The driver noticed that Benefield not only was wheezing and staggering, he also smelled strongly of alcohol. The driver called his supervisor, who told him to bring Benefield to the facility and then give him two tablets of an anti-anxiety medication. The medication was called Serax and it fell into a category of medications called benzodiazepines. Now, if you’re someone who is in drug rehab or familiar with benzodiazepines, you are probably already savvy enough to know that benzos mix very poorly with alcohol, opiates, or just about any other drug.

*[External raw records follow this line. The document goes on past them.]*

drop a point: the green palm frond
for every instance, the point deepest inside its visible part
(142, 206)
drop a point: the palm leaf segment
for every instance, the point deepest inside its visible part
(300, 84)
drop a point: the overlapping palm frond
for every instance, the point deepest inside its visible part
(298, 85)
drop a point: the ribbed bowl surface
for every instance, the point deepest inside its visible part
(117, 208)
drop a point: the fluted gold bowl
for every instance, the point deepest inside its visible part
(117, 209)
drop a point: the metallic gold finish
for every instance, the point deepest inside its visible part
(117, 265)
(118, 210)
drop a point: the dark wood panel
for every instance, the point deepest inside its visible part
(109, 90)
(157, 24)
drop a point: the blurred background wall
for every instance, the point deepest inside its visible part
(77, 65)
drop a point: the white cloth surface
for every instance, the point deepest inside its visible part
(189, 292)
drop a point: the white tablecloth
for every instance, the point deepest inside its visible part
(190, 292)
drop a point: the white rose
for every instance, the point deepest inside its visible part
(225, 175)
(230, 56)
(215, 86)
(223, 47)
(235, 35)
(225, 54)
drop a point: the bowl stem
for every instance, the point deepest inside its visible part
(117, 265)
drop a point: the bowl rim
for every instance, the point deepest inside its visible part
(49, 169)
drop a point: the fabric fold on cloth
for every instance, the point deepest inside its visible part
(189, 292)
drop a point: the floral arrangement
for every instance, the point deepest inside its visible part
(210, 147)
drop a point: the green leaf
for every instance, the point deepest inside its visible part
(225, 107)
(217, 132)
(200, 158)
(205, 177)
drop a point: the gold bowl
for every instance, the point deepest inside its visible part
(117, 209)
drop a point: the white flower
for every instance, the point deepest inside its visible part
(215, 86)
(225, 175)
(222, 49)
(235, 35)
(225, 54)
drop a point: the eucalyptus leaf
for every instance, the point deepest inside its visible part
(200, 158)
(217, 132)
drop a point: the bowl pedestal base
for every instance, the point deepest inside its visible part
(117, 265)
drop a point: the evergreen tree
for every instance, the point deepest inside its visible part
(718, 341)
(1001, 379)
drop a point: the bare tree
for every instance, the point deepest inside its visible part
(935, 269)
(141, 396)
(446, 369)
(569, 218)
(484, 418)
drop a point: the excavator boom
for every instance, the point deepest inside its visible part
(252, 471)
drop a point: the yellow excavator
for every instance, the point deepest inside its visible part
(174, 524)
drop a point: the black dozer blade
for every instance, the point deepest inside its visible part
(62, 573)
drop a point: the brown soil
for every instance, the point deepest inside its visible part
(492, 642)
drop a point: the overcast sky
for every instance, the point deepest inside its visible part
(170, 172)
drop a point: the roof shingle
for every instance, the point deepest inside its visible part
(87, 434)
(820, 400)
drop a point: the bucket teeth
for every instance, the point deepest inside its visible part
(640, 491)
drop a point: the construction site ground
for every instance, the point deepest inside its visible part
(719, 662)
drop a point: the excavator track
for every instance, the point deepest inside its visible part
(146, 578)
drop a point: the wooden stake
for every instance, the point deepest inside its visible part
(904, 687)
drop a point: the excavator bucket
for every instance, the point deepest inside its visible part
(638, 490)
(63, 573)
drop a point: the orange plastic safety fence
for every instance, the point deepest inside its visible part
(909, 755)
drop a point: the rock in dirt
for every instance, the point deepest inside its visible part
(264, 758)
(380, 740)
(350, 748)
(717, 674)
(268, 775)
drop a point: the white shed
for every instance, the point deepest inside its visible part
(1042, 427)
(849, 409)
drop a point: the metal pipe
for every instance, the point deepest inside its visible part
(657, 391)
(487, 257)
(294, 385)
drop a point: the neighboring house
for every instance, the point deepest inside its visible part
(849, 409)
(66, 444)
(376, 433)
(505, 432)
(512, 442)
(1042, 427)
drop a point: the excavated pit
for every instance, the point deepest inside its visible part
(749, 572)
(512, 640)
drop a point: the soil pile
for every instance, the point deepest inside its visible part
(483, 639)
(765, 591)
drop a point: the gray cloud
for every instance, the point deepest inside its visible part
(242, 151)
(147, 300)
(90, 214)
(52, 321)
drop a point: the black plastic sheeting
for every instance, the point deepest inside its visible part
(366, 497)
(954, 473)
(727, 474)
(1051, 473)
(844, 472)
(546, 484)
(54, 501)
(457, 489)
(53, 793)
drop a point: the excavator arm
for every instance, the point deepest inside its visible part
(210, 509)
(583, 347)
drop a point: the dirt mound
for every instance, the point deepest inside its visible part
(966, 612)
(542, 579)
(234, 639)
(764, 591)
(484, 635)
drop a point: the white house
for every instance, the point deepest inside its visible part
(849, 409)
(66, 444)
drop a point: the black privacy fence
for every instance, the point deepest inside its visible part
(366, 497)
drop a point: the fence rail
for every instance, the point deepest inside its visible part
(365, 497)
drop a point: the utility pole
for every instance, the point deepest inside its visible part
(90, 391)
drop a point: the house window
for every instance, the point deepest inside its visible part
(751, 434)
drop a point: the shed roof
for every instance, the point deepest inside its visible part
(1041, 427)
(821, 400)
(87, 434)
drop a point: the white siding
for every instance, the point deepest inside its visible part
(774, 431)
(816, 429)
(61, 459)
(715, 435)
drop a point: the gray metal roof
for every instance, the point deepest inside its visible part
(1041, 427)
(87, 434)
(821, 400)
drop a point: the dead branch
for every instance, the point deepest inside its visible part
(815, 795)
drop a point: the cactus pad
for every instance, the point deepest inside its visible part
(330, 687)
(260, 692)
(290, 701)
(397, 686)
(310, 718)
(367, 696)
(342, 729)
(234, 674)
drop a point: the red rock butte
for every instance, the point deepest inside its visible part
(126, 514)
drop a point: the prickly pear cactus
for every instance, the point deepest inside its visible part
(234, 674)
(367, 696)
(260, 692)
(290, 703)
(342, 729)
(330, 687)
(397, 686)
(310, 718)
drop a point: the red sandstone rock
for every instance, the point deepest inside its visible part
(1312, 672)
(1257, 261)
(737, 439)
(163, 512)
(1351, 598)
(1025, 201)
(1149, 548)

So Benefield took his Serax, told everybody he would be fine without his oxygen until the morning, and tumbled into his newly assigned bed. Tragically, as staff made their morning rounds, Benefield was found dead in his bed. He had come to the facility debilitated from pneumonia, with an empty oxygen tank that he made no one aware of, and showed evidence of drinking. A Better Tomorrow, for its part, gave benzodiazepines to a patient who showed evidence of drinking, provided those medications to him without authorization from a physician, and failed to check on him throughout the night. So who is to blame for Benefield’s death? The judge hearing the case dismissed charges because she deemed that nobody at A Better Tomorrow intended for Benefield to die.

Blaming Centers for Alcohol, Opiate & Drug Rehab in California

It’s a puzzling case to fathom for people who don’t know all the inside details. If you’ve ever sought drug rehab in California, you know that benzodiazepines do not mix with alcohol. You know that because you’ve already been told that you cannot take benzos with either alcohol or opiates. All three of those substances depress the respiratory system as well as the central nervous system. Taking any of those three substances in combination constitutes a surefire recipe for disaster leading up to and including death.

A Better Tomorrow, which still displays a webpage, is owned by a parent company, and all of the parent’s rehab facilities have achieved certification by the Commission on Accreditation for Rehabilitation Facilities (CARF). CARF does not bestow its certification lightly, and it’s amazing to think that a facility running tight enough to earn that designation would screw up to the maximum degree that it did with Benefield. A little bit of background conducted by staff at Bleecker Street Research revealed that at its dependent facilities, a total of 8 clients have died under questionable circumstances. Yet the courts have not found the parent firm guilty in either criminal or civil court.

Your Responsibility If You’re in Treatment

So what can you do if you seek drug rehab in California and you don’t want to end up like Benefield? It’s important to follow the rules. Those rules are in place at all drug rehab centers in California and throughout the country for the simple reason that they protect people and keep them safe. Additionally, you must communicate honestly and proactively with the center, it’s staff and doctors. If there is a critical piece of information, such as illness or need for specific medical care, such as oxygen, you must be sure they are aware.

At some point, the court decided that the rehab facility had no responsibility for ensuring Benefield’s safety and did not intend for him to die. Who knows why the judge felt that Benefield owned liability for his own death? The lesson is, if you are in drug rehab in California, then be accountable for your own treatment. If you have questions about rules or about how things are managed that don’t seem quite right, then speak up and ask.